Mordcai gave her a hint. “Is the wound still bleeding?”
“No . . .” Then she had it. “That means the heart’s stopped!”
“So . . . ?”
“So he’s dead, and there’s no hurry to remove the stone!”
“Very good.”
Adma smiled up at Mordcai; then both looked over to the scene of the accident as they heard Lisafina wail.
The workers were removing two other bodies from the rubble, both ahkwila.
“I think that one was her father,” Adma said.
“It was.”
“Should we finish the map?”
“We should,” Mordcai agreed, but he stopped Adma from going to get Lisafina. “She won’t be finishing it with us. Not today.”
Adma looked at him in puzzlement.
“It’s not their way,” Mordcai said.
That night, Mordcai and the other khai disposed of Balihann’s remains by fire, to prevent the spread of disease. Afterward, since the necessary business of elevating an apprentice to replace the master architect could not be finalized until the rubble of the fallen wall had been cleared, Mordcai went to the workers’ camp near the beach. The public health traditions the ahkwila followed were, as always, a mystery.
By firelight, the elder women of the workers’ camp wept and sang as they cleansed the dead men. Mordcai saw younger women preparing long strips of cloth with which to wrap the bodies—cloth they wouldn’t use for clothing but would waste on the dressing of a valueless corpse. At the same time, the men of the camp struck rhythmic, ritual poses around a large
bonfire. Bellowing loudly, they were drinking large quantities of a liquid made from the root of the sava plant—not fermented, but potent all the same. Mordcai knew this behavior would last three days. There was no chance of the rubble being cleared until then.
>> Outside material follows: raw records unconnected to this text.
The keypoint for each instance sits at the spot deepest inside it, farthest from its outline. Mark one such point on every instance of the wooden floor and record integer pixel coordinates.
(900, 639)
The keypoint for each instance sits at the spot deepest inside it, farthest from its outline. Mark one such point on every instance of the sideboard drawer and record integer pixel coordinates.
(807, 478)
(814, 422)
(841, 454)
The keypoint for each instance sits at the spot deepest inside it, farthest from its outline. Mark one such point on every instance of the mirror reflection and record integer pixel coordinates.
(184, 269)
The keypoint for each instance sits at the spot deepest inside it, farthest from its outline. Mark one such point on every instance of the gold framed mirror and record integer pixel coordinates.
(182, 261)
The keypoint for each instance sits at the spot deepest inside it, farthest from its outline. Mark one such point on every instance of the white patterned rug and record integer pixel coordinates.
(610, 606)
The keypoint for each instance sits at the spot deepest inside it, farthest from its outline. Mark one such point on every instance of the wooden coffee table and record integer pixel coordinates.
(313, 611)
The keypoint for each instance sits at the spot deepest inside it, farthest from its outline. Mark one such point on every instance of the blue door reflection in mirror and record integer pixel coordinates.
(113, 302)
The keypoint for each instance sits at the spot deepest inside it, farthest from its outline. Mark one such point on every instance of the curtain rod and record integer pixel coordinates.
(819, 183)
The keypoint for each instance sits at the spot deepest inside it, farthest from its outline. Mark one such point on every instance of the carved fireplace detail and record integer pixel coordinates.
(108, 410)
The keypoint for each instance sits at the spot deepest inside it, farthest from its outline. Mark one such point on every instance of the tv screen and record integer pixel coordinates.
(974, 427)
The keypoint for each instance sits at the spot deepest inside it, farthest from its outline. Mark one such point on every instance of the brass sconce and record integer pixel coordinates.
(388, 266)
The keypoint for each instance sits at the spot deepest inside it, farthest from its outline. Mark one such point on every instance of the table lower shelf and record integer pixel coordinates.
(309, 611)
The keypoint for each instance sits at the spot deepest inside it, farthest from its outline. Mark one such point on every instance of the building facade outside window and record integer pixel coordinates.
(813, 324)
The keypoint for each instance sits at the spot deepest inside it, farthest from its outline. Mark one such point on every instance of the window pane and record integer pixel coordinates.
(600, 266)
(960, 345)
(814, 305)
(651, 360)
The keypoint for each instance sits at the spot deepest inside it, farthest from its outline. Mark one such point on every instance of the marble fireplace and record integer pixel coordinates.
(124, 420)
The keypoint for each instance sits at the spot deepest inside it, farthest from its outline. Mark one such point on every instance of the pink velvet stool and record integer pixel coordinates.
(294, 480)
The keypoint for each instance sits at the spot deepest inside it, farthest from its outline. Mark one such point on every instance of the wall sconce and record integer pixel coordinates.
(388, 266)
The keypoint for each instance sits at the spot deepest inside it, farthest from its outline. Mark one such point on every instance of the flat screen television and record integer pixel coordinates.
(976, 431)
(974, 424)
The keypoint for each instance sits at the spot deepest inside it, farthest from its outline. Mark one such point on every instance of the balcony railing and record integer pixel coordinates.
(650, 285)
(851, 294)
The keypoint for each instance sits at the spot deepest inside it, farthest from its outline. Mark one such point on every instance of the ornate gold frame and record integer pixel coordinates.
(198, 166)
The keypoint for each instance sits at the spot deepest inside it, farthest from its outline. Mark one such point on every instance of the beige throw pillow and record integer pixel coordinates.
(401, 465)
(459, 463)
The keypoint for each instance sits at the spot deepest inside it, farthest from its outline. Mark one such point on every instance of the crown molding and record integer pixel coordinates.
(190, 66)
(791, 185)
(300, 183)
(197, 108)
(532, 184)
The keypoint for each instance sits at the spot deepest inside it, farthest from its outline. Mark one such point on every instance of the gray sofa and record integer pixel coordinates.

Young Qiamaro had joined the men around the fire, but when he saw Mordcai, he left the others. A few moments later he offered Mordcai one of two half-coconut-shells filled with the sava drink. The apprentice master accepted it politely. He had seen how the drink was prepared—by groups of ahkwila males chewing the roots, then spitting them into a communal bowl. He had no intention of consuming the resulting liquid unless it had been boiled to eliminate particles of disease. It had not. Boiling apparently also eliminated the drink’s potency.
“It’s good you came,” Qiamaro said in the true language. He spoke as if his lips were numb, and laughed lightly when he failed to make the proper click. “I have something to ask you.”
“Of course.”
“I would like a set of wayfinder’s tools.” Qiamaro swayed on his feet, obviously relaxed, though his eyes remained sharp and clear in the firelight. “A horizon board . . . a set of knotted ropes . . .”
“You want to change your apprenticeship?” It was likely Qiamaro was too old to ever study long enough to be a star path master. Still, becoming a pilot or a local wayfinder was a possibility for him.
The young ahkwila surprised him.
“Not for me. For Natano.”
“Lisafina’s father. One of the dead.”
Qiamaro nodded and took a gulp from his coconut shell.
“Why?”
“To guide him.”
“The dead man.”
Another nod. “In the next life.”
Mordcai moved to correct the youth. “That’s not a known fact.”
The youth rolled his head from side to side, as if his muscles had lost the necessary tension to hold his head erect. “Not for your kind, maybe. But for us, no doubt.”
Mordcai regarded Qiamaro, curious. “Can you prove it?”